Comme en 472 avant Jésus-Christ, les spectateurs sont dehors, assis sur des gradins, non plus en pierre mais en plastique, la scène devant eux, à même le sol. L’aire de jeu est symbolisée par deux cercles blancs imbriqués tracés à la chaux. L’imbrication faisant aussi référence à l’envahissement puisque, force est de constater, plus de deux millénaires passés, après moultes batailles et guerres engendrant des dizaines de millions de morts, les leçons ne sont toujours pas tirées. L’esprit belliqueux et orgueilleux de l’Homme prime encore et toujours, supplantant la raison au second plan.
Arrivent les quatre interprètes, groupés, marchant à la même cadence, suivant les lignes tracées, marquant ainsi leur empreinte, leur présence. Si nous n’étions dans un lieu culturel, ce quatuor serait exactement semblable aux quidams croisés dans les ruelles de la Cité des Papes ou de n’importe quelle ville, de Brest à Athènes en passant par Berlin !

Habillés comme tous les jours, avec simplicité et conviction, ils incarneront les personnages et le chœur antiques décrits par Eschyle qui relate la victoire grecque contre l’empire perse, la victoire d’un peuple moins nombreux mais libre contre les « barbares ». Impossible de ne pas penser à ce qui se passe aujourd’hui à la porte de l’Europe.

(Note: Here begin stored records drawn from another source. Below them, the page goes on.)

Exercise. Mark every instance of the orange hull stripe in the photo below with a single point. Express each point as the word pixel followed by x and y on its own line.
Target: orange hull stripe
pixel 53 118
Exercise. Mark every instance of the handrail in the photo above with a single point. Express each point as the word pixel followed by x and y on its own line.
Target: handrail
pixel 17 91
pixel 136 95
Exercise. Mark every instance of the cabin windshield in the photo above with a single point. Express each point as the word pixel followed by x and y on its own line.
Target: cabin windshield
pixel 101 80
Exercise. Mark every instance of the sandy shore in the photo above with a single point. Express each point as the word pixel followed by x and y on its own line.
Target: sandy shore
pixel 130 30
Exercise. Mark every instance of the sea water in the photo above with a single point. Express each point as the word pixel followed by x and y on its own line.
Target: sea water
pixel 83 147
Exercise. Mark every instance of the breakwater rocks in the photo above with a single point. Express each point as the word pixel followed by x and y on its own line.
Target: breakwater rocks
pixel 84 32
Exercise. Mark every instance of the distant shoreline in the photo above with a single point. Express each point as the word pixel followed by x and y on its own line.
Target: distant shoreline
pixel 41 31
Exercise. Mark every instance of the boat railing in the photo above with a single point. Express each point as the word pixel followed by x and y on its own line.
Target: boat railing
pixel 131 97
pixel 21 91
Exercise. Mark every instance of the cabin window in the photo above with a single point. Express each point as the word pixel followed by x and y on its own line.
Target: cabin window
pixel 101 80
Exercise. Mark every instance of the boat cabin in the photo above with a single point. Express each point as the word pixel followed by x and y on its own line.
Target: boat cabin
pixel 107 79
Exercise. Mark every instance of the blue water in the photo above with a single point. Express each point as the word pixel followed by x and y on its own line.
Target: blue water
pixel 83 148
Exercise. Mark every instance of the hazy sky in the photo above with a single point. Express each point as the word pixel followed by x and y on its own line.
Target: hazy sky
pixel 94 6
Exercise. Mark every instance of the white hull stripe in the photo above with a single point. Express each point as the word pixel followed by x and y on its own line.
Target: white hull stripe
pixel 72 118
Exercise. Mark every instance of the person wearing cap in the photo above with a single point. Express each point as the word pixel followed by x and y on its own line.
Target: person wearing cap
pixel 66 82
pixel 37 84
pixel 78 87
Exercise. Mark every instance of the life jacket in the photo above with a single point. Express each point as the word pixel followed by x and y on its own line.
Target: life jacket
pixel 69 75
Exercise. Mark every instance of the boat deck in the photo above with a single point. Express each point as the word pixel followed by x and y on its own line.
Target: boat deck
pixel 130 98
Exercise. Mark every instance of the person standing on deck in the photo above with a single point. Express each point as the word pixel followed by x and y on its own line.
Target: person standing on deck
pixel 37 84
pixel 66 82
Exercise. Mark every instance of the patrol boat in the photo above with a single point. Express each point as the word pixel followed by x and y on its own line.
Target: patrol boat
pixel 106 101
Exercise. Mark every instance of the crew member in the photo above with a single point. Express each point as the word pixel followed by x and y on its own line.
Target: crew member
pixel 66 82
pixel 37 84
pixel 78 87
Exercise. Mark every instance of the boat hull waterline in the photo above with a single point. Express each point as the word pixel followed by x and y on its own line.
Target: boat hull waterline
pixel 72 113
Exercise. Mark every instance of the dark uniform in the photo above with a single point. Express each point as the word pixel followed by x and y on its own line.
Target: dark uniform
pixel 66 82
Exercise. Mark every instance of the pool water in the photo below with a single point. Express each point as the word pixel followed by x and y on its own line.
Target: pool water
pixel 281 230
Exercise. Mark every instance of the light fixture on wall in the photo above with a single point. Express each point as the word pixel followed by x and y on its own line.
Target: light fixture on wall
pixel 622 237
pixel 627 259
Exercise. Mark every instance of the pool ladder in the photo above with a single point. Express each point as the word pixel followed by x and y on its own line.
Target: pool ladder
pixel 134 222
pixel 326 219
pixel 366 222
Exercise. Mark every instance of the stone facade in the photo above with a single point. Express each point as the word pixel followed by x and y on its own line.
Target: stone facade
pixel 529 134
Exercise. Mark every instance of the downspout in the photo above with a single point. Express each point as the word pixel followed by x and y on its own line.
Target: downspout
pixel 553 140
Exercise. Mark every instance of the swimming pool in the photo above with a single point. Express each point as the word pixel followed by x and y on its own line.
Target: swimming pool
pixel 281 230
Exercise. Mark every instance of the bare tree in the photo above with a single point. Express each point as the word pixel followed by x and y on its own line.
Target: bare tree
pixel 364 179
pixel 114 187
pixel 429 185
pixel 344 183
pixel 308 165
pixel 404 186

Ce qui est intéressant c’est qu’Eschyle, auteur grec, qui aurait participé à cette bataille de Salamine, se penche plus sur les perdants, le roi Xerxès, que sur les vainqueurs. Le metteur en scène, Gwenaël Morin, est très attaché – et donc très fidèle – au texte et à l’époque. Il fait preuve d’une grande honnêteté intellectuelle, au point de préciser, à un moment donné, que la pièce s’interrompt car une partie du manuscrit manque. Aucune triche, aucun effet spectaculaire, aucun décor, aucune amplification sonore ; juste les voix travaillées et chantées, une flûte et un tambourin. Le respect dans toute sa grandeur.
Bien sûr, il est parfois un peu difficile de saisir entièrement ce qui est dit en monologue ou sur un air musical, chanté en duo ou ensemble. Pas grave. L’émotion est présente et va crescendo. Les répliques de l’ombre de l’ancien roi Darios, père de Xerxès, et de sa mère, font mouche, percutent tant elles sont encore d’une telle justesse et d’une actualité plus que brûlante.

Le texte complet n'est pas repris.